Martin Mittelstaedt reports in the Globe and Mail about a new study of Frenchman’s Bay, a lagoon off Lake Ontario by University of Toronto Geologists. The conclusion drawn:
“Our findings are pretty dramatic, and the effects are felt year-round,” said Nick Eyles, a geology professor at the university and the lead researcher on the project.
“We now know that 3,600 tonnes of road salt end up in that small lagoon every winter from direct runoff in creeks and effectively poison it for the rest of the year.”
In the community of Pickering, to the east of Toronto, they apply 7,600 tons of salt. Half of that goes into the groundwater, and the other half goes right into Frenchman’s Bay.
The salt water “knocks out fish,” said Dr. Eyles, adding that in the most contaminated areas, only older fish can survive, while younger ones move to areas of the lagoon closer to Lake Ontario and its fresher water.
A University of Minnesota study recently studied 39 lakes and three major rivers, and they found that 70% of the road salt ended up in the watershed.
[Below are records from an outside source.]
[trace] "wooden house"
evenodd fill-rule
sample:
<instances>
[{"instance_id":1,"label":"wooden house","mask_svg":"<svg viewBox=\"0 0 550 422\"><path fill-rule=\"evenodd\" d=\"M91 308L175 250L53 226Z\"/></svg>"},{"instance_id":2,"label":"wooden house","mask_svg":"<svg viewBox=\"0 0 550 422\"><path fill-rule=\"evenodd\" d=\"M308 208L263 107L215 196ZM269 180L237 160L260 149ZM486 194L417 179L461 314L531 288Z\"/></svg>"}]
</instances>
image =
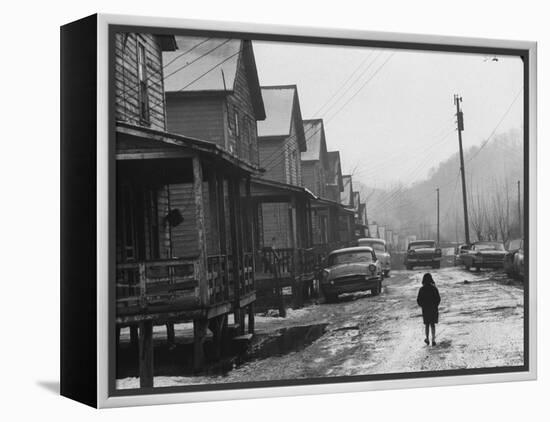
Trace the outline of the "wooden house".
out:
<instances>
[{"instance_id":1,"label":"wooden house","mask_svg":"<svg viewBox=\"0 0 550 422\"><path fill-rule=\"evenodd\" d=\"M323 119L304 120L307 150L301 153L303 185L321 198L326 197L328 151Z\"/></svg>"},{"instance_id":2,"label":"wooden house","mask_svg":"<svg viewBox=\"0 0 550 422\"><path fill-rule=\"evenodd\" d=\"M139 326L140 385L152 387L153 325L167 324L173 341L172 324L193 321L195 369L207 329L219 355L229 313L236 331L245 313L254 330L258 166L223 143L166 131L162 53L177 47L173 37L117 34L115 47L116 322Z\"/></svg>"},{"instance_id":3,"label":"wooden house","mask_svg":"<svg viewBox=\"0 0 550 422\"><path fill-rule=\"evenodd\" d=\"M304 120L304 133L307 150L300 156L303 185L315 196L326 198L328 151L323 120ZM314 207L312 213L313 243L327 244L330 237L329 216L323 207Z\"/></svg>"},{"instance_id":4,"label":"wooden house","mask_svg":"<svg viewBox=\"0 0 550 422\"><path fill-rule=\"evenodd\" d=\"M359 191L353 192L353 214L355 238L359 239L367 235L368 227L365 223L365 204L361 203L361 194Z\"/></svg>"},{"instance_id":5,"label":"wooden house","mask_svg":"<svg viewBox=\"0 0 550 422\"><path fill-rule=\"evenodd\" d=\"M340 215L339 217L339 233L340 239L352 241L355 237L355 202L353 194L353 180L351 175L343 175L342 183L344 189L340 193L340 203L349 210L350 213Z\"/></svg>"},{"instance_id":6,"label":"wooden house","mask_svg":"<svg viewBox=\"0 0 550 422\"><path fill-rule=\"evenodd\" d=\"M328 152L326 185L326 198L334 202L340 202L340 195L344 190L340 151Z\"/></svg>"},{"instance_id":7,"label":"wooden house","mask_svg":"<svg viewBox=\"0 0 550 422\"><path fill-rule=\"evenodd\" d=\"M164 53L169 132L214 142L258 164L257 121L265 119L252 43L176 37Z\"/></svg>"},{"instance_id":8,"label":"wooden house","mask_svg":"<svg viewBox=\"0 0 550 422\"><path fill-rule=\"evenodd\" d=\"M301 186L302 170L300 154L306 150L304 125L295 85L262 87L266 111L265 120L258 122L260 167L262 178L282 184ZM290 191L294 191L290 188ZM262 242L260 246L277 248L295 247L305 239L294 239L291 203L265 201L259 205L262 217Z\"/></svg>"}]
</instances>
According to Science Daily:
“Nobody has asked the question of where the salt ultimately goes after the winter season is over…Our study has been concerned with that question in particular.”
The effects of salt include decreases in biodiversity, reduction in fish numbers and types, and higher mortality rates among organisms that rely on marine life for food.
Well, don’t you know, the sad part of this story is that salt is completely unnecessary. It only works within a few degrees of the freezing point so where it is really really cold, people must learn to drive properly in the winter with properly equipped cars.
Road salt destroys roads, shortens the lives of cars, kills vegetation and now, we KNOW that it harms watersheds. Some alternatives are reducing speed limits in winter, making snow tires mandatory as they do in Quebec, and provide better public transit and other alternatives to driving, instead of destroying the environment to satisfy the need for speed.